Production Values: Theres lots to like about the way this film presents itself especially considering that it was its directors first feature. One nice side benefit of the plot is that is created a natural hiatus in the action of war that allowed deeper elements to emerge. We get to listen to the conversation of war. We even get time to smell the roses, in a sense. Tanovic and his cinematographer let us see and understand that war takes place in the midst of nature. We see sunrises and blue skies that contrast starkly with the insanity of the human activities. We even get to see nature from the vantage point of Tsera, lying on his back. Theres nothing like imminent death to focus ones attention on the chirping of a bird or a cloud in the sky.
The performances are all excellent. The military personnel are generally played for realism while the U.N. commander and the reporters are played for satire. But in some respects, the news media are such an inherent cliché in reality that they pretty much satirize themselves anyway. Satire and reality are almost indistinguishable when it comes to the absurdity of media motivations.
Most of the performers will be entirely fresh faces to Western viewers. Many, however, will recognize Simon Callow (Amadeus (1984), A Room with a View (1985), Postcards from the Edge (1990), Four Weddings and a Funeral (1994), and Shakespeare in Love (1998)). A few may even recognize Katrin Cartlidge from Before the Rain (1994) or Career Girls (1997).
Bottom-Line: Where most World War II vintage Hollywood war films glorified war, the post-Vietnam Hollywood movies have reflected the increasing angst and distress of Americans about the horrors and absurdities of war.

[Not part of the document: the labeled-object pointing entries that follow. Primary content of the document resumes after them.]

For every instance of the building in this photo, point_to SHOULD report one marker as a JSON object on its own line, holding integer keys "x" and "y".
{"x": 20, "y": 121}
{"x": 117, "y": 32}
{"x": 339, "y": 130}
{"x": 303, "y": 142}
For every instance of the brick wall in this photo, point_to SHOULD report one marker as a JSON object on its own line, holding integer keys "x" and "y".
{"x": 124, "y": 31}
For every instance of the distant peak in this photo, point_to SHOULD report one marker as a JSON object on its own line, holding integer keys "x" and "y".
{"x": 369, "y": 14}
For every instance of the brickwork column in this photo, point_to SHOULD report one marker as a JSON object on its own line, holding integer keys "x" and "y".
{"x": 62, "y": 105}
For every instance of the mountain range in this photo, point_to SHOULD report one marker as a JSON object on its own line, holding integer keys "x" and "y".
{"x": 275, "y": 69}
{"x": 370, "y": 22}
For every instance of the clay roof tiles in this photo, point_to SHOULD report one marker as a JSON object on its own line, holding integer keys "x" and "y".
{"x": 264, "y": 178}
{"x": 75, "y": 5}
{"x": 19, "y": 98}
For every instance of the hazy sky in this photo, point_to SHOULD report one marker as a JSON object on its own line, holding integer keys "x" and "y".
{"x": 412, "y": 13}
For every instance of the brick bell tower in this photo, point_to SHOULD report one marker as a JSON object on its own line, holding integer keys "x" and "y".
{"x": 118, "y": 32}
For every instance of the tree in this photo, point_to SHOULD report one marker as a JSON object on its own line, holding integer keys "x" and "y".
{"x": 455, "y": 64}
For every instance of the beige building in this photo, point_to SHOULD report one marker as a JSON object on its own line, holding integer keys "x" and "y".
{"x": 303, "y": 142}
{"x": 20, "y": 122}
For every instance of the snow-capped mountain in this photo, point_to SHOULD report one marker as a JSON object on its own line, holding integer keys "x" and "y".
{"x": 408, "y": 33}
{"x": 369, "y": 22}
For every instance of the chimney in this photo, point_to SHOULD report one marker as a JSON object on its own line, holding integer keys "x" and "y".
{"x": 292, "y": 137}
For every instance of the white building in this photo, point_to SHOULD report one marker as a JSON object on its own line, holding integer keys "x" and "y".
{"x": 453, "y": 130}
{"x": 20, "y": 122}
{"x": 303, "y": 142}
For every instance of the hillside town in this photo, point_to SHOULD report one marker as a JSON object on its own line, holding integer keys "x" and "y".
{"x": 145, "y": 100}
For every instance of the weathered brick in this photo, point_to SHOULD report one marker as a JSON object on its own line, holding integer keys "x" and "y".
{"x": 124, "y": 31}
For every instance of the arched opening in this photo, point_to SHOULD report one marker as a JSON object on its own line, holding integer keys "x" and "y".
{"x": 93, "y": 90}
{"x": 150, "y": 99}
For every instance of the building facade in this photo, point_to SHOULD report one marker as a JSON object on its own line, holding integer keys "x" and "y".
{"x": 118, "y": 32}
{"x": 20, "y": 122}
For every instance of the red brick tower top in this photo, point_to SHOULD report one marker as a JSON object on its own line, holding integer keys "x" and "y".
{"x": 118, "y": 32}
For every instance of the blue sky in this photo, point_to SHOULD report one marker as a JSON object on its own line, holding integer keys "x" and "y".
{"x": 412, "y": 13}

Films like Apocalypse Now (1979) and Platoon (1986) began the trend, which has continued more recently in films like Saving Private Ryan (1998) and The Thin Red Line (1998). No Mans Land is in the vein of such films and fully competitive with the best of them.
This is a taut drama with a tough-nosed message and just enough black humor to render the pill not too bitter. I highly recommend it. No Mans Land is in multiple languages. English predominates in about a third of the film and the remainder is provided with English subtitles. The running time is just 98 minutes. It is rated R, presumably for violence, since there is no nudity or sexuality.